Pablo es un niño pequeño. Tiene tres años. Hoy está en casa con su osito. El sol entra por la ventana. Pablo juega con sus bloques, «pam, pam», hacen los bloques. De pronto, su torre se cae. «¡Plaf!», suena fuerte.
Pablo mira su torre. Siente algo nuevo en la barriga. Sus ojos se ponen brillantes. Pablo se siente triste. Las lágrimas bajan despacito por su cara.
Mamá se acerca suave. Se agacha y dice: «¿Estás triste, Pablo?». Pablo asiente con la cabeza. Mamá le da un abrazo muy suave. Pablo siente el abrazo calientito. Mamá le limpia la cara con sus manos.
«Podemos intentar otra vez», dice mamá. Pablo sonríe un poco. Sus dedos agarran un bloque. «Hop», pone un bloque arriba. El osito lo mira contento.

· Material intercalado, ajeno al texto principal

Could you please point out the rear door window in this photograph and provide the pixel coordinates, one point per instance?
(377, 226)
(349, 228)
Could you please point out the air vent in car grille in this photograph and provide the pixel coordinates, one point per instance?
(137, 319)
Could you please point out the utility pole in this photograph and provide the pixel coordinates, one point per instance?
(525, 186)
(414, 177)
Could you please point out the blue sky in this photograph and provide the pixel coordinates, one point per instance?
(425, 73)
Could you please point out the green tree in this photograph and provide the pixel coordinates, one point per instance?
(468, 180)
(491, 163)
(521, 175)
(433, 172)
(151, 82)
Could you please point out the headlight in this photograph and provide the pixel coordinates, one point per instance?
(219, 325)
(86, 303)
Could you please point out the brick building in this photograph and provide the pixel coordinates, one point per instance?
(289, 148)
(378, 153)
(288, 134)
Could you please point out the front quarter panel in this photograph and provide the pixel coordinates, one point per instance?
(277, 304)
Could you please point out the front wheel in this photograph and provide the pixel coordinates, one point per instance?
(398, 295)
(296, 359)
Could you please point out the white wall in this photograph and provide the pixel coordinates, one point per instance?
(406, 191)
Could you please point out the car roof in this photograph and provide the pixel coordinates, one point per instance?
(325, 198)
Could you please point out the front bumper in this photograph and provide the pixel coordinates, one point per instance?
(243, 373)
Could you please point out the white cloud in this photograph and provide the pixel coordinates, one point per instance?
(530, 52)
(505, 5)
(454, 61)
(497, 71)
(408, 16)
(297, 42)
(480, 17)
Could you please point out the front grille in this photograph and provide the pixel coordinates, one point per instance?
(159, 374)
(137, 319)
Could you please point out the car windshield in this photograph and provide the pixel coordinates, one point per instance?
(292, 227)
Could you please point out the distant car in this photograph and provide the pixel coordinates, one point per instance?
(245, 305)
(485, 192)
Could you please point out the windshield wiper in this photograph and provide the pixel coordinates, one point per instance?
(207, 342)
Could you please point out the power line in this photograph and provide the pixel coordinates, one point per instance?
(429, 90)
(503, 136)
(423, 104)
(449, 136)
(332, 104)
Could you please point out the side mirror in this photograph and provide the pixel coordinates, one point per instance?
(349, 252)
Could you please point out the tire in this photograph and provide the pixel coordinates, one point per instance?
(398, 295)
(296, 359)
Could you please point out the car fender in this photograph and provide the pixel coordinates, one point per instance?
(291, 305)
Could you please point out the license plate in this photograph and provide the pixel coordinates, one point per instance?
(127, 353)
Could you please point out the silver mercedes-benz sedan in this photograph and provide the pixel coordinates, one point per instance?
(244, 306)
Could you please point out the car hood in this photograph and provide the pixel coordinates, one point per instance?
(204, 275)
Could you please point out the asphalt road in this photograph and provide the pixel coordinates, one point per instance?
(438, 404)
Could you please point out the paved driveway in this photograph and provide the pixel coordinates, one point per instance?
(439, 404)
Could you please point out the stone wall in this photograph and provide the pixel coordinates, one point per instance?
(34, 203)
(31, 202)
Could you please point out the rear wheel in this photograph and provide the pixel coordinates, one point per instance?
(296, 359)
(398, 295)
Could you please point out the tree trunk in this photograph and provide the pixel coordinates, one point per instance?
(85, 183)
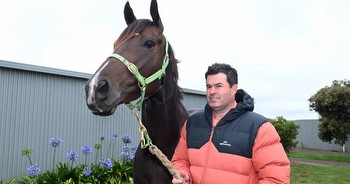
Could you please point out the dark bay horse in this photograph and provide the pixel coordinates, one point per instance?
(142, 66)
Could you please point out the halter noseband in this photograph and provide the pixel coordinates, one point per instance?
(142, 80)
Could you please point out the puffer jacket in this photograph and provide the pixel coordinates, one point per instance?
(242, 148)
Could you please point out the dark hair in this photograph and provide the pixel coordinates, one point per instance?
(231, 73)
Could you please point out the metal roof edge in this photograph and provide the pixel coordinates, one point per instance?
(55, 71)
(42, 69)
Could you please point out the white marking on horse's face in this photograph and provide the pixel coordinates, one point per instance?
(93, 85)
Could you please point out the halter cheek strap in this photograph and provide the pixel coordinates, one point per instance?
(142, 80)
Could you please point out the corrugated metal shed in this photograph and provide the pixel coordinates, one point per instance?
(38, 103)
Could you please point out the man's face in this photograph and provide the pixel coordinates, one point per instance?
(220, 95)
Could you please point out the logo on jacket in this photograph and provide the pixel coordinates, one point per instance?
(224, 143)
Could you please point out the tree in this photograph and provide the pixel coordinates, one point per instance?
(287, 130)
(333, 105)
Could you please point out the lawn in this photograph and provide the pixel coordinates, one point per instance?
(308, 173)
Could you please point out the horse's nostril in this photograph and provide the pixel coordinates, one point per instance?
(102, 89)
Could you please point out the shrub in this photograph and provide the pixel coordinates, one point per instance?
(107, 170)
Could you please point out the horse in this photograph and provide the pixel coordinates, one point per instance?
(142, 66)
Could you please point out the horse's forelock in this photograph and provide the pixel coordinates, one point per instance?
(134, 28)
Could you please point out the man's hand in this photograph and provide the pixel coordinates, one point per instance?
(185, 176)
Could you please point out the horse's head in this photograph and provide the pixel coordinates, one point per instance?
(135, 68)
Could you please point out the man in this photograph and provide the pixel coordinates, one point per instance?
(227, 142)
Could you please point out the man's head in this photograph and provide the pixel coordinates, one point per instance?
(221, 83)
(231, 73)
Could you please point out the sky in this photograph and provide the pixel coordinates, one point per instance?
(284, 50)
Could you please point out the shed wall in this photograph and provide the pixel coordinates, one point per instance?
(36, 106)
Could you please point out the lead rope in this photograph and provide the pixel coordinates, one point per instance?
(147, 142)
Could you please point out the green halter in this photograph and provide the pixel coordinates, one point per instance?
(142, 80)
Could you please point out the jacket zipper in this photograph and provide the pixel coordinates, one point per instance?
(205, 167)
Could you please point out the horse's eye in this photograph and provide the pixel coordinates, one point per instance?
(149, 44)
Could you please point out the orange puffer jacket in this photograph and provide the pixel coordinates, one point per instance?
(213, 156)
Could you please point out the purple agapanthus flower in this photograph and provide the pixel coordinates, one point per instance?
(127, 139)
(87, 171)
(72, 155)
(128, 153)
(113, 137)
(33, 170)
(102, 137)
(86, 149)
(106, 163)
(55, 142)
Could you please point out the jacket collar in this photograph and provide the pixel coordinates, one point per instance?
(244, 103)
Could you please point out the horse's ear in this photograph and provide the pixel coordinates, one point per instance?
(155, 15)
(128, 14)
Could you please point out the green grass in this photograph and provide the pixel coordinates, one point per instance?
(338, 158)
(307, 173)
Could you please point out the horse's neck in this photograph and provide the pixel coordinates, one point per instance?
(163, 117)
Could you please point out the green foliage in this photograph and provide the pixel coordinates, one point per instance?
(333, 105)
(117, 171)
(287, 131)
(9, 182)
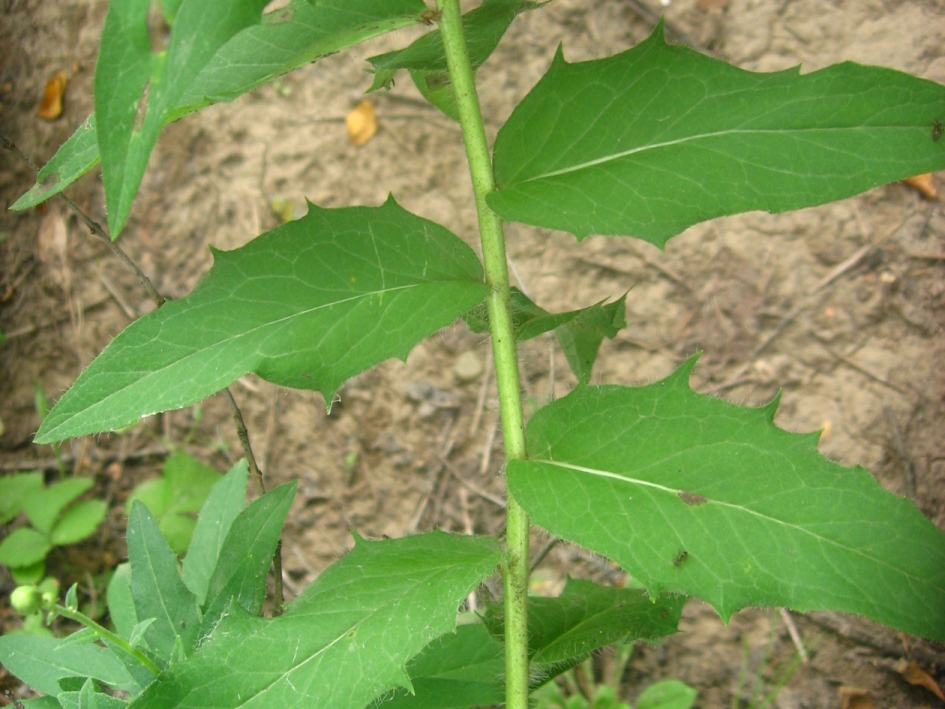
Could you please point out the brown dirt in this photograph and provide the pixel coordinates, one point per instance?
(855, 357)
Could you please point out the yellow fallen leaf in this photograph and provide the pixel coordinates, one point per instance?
(361, 123)
(51, 107)
(924, 184)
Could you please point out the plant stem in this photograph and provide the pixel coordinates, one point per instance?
(515, 567)
(106, 634)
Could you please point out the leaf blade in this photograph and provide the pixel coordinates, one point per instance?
(650, 141)
(157, 589)
(246, 555)
(386, 599)
(224, 503)
(695, 495)
(75, 157)
(42, 662)
(79, 521)
(306, 305)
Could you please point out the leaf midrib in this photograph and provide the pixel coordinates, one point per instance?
(690, 138)
(826, 540)
(104, 401)
(285, 674)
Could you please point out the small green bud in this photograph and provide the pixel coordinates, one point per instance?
(26, 600)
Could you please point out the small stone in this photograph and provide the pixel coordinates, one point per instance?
(468, 367)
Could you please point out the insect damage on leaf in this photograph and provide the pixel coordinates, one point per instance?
(691, 498)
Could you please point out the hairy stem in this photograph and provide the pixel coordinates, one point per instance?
(515, 567)
(107, 635)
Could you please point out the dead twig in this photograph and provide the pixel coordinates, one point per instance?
(97, 230)
(94, 227)
(94, 454)
(483, 392)
(907, 464)
(865, 372)
(795, 636)
(847, 265)
(471, 486)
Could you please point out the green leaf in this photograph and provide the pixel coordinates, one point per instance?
(579, 332)
(138, 85)
(43, 506)
(190, 482)
(668, 694)
(587, 616)
(156, 587)
(580, 339)
(121, 605)
(246, 555)
(287, 38)
(457, 670)
(344, 641)
(177, 531)
(292, 36)
(42, 662)
(650, 141)
(24, 547)
(91, 697)
(226, 500)
(79, 521)
(13, 490)
(694, 495)
(74, 158)
(306, 305)
(483, 28)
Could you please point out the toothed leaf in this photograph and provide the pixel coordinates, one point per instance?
(694, 495)
(345, 641)
(306, 305)
(650, 141)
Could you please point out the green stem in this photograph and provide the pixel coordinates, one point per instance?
(515, 567)
(106, 634)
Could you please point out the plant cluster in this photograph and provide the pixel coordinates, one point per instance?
(56, 518)
(691, 495)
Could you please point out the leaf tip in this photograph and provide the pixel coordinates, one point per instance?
(558, 62)
(684, 371)
(659, 32)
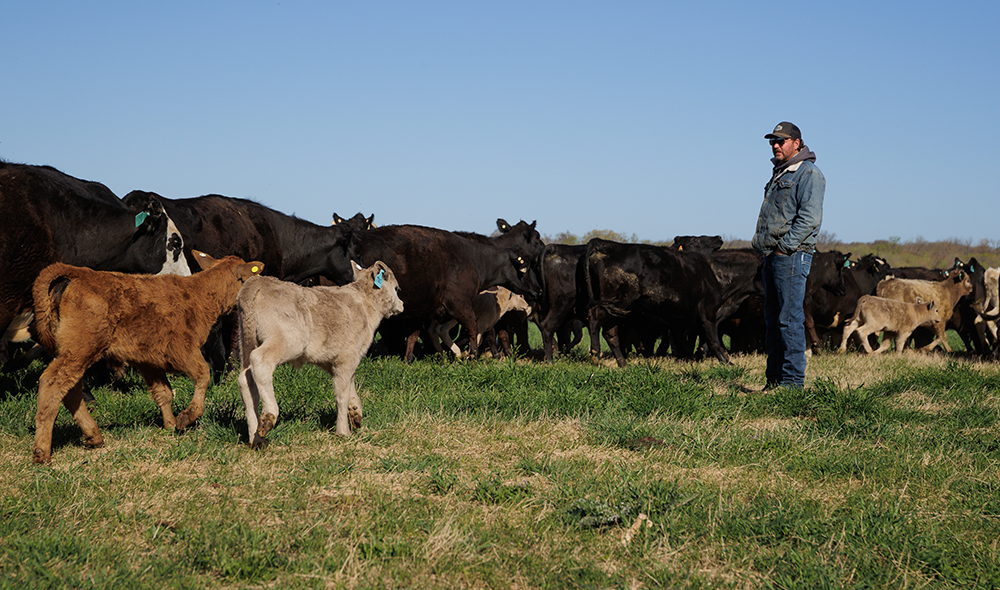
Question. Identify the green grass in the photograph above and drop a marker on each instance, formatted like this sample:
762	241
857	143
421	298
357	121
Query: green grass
881	473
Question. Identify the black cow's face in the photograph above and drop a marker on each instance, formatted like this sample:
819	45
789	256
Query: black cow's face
528	275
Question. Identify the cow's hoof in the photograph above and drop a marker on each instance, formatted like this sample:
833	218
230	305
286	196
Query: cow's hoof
354	416
266	425
41	457
183	421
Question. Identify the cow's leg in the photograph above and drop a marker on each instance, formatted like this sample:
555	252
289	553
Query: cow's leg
595	321
863	333
444	333
411	343
887	338
548	340
251	404
611	336
197	370
939	338
81	415
349	410
710	334
465	316
159	387
901	338
436	338
59	382
262	365
849	328
812	337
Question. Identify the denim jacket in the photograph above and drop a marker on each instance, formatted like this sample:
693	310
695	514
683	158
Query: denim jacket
792	210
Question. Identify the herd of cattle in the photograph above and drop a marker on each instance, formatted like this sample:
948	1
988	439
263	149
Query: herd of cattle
93	277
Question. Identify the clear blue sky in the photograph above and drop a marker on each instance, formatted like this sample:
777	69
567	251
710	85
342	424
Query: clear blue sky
645	118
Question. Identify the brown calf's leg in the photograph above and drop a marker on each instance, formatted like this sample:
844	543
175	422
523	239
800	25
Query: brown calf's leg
159	387
61	376
197	370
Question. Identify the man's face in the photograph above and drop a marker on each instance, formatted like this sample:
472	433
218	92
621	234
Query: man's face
784	148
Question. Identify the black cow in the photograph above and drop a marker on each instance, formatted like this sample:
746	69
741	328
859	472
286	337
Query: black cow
701	244
826	273
741	307
828	311
358	223
292	249
47	216
439	274
523	237
675	289
564	295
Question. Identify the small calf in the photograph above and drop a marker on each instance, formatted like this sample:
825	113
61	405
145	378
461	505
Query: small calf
944	293
489	305
330	327
896	318
157	324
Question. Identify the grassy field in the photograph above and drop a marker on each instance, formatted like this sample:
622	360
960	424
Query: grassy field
881	473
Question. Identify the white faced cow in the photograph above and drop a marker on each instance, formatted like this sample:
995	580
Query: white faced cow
330	327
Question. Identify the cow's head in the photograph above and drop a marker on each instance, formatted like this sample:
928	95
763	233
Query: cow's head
358	223
528	282
152	222
241	270
521	235
977	276
379	282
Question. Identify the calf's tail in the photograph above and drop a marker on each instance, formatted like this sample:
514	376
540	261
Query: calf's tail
48	292
246	313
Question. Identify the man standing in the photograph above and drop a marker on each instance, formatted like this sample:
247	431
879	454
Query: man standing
786	235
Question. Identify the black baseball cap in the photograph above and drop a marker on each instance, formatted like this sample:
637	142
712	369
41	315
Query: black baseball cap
784	130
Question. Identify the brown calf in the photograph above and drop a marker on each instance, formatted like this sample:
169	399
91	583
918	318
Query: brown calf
896	318
330	327
156	324
490	305
944	293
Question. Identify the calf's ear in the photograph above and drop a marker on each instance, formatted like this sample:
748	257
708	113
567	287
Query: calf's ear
249	269
204	261
357	269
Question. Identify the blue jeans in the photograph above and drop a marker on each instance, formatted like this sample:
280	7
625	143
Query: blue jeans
785	340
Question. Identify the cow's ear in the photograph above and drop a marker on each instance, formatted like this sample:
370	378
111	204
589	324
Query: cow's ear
254	268
357	269
204	261
154	208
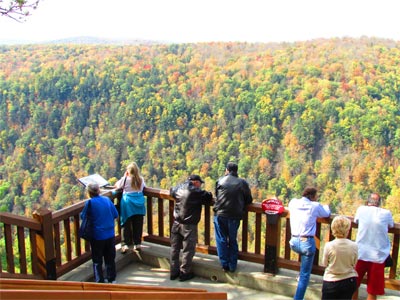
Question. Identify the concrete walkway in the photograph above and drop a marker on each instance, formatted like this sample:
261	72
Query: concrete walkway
150	266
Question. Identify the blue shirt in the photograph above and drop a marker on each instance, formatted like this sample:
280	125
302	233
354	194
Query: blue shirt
103	213
304	214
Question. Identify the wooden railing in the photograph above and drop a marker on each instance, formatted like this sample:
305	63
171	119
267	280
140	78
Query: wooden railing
53	247
44	289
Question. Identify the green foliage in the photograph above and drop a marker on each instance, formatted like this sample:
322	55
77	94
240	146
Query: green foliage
324	112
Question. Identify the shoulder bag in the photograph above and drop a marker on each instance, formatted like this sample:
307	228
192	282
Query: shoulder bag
86	230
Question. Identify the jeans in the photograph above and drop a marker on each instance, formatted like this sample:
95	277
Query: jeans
103	249
183	236
132	230
305	247
226	239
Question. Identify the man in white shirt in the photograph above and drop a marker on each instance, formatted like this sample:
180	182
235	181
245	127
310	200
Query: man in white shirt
303	223
373	245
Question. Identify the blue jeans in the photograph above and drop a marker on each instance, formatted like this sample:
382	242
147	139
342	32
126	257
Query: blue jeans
226	239
305	247
103	249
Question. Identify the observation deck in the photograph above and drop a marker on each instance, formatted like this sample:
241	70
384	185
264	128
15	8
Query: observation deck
46	247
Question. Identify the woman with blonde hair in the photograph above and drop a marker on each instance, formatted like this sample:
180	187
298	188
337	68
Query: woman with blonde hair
132	208
340	258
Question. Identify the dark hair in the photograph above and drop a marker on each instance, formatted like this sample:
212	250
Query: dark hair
309	192
232	167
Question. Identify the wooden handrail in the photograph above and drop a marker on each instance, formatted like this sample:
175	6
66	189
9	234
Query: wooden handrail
44	289
55	249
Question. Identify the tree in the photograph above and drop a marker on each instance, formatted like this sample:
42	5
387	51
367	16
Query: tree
17	9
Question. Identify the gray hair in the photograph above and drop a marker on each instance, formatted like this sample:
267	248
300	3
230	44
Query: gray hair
374	199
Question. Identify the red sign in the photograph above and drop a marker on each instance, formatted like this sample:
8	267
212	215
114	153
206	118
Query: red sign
272	206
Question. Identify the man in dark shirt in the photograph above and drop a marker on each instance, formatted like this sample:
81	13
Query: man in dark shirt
232	196
189	199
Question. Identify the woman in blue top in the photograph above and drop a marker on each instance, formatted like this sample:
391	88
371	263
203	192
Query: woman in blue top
103	214
133	208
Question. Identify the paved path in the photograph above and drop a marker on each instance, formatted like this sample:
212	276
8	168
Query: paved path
141	274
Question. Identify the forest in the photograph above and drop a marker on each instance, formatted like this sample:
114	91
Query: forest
322	112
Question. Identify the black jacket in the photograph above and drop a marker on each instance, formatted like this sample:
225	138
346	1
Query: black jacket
233	194
188	202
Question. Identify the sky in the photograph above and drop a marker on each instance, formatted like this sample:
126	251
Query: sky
183	21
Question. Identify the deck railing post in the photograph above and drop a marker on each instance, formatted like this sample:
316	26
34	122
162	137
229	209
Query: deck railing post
45	244
273	208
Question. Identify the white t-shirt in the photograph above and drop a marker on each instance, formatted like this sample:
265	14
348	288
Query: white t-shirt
372	235
304	214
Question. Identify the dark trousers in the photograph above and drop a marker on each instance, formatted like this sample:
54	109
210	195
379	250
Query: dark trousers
342	289
103	249
132	230
183	236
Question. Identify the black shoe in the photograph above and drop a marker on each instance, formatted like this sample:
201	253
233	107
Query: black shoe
184	277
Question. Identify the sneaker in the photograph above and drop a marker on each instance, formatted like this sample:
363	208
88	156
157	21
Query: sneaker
184	277
174	276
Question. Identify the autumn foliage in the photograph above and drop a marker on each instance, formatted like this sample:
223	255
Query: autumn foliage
322	112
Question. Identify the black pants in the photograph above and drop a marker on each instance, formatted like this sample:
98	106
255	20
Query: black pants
103	249
342	289
132	230
183	236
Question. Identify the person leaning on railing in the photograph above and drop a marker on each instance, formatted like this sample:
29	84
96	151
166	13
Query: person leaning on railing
303	223
373	245
103	214
340	258
189	200
133	209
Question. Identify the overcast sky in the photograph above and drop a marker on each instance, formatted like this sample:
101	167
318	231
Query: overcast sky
207	20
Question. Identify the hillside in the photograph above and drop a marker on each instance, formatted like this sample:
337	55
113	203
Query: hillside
322	112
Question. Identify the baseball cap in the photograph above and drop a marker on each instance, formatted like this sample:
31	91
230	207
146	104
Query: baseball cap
195	178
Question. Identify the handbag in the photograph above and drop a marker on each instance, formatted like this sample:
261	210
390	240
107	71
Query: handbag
86	229
118	195
388	261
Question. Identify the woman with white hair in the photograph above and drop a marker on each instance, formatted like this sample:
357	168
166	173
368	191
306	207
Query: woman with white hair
340	258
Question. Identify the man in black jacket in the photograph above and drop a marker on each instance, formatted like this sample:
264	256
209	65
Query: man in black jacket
189	199
232	196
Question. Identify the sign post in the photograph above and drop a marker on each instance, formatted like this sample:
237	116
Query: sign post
273	209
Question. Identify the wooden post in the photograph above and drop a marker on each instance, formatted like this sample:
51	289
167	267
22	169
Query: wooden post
272	243
45	244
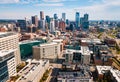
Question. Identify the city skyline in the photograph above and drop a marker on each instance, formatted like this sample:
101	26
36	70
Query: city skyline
97	9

Pablo respira hondo. Sus manos están más tranquilas. Mamá le dice: «Estoy aquí contigo». Pablo siente su corazón más alegre. Construye de nuevo su torre. Esta vez la torre no se cae. Pablo aplaude, «clap, clap», y ríe. El osito también parece reír.
Pablo mira a mamá. Mamá sonríe. Pablo se siente feliz otra vez. La casa está tranquila. El sol sigue brillando. Pablo aprende que a veces uno se pone triste. Mamá está ahí y todo está bien.
A veces sentimos tristeza, pero con cariño y calma, la alegría vuelve pronto.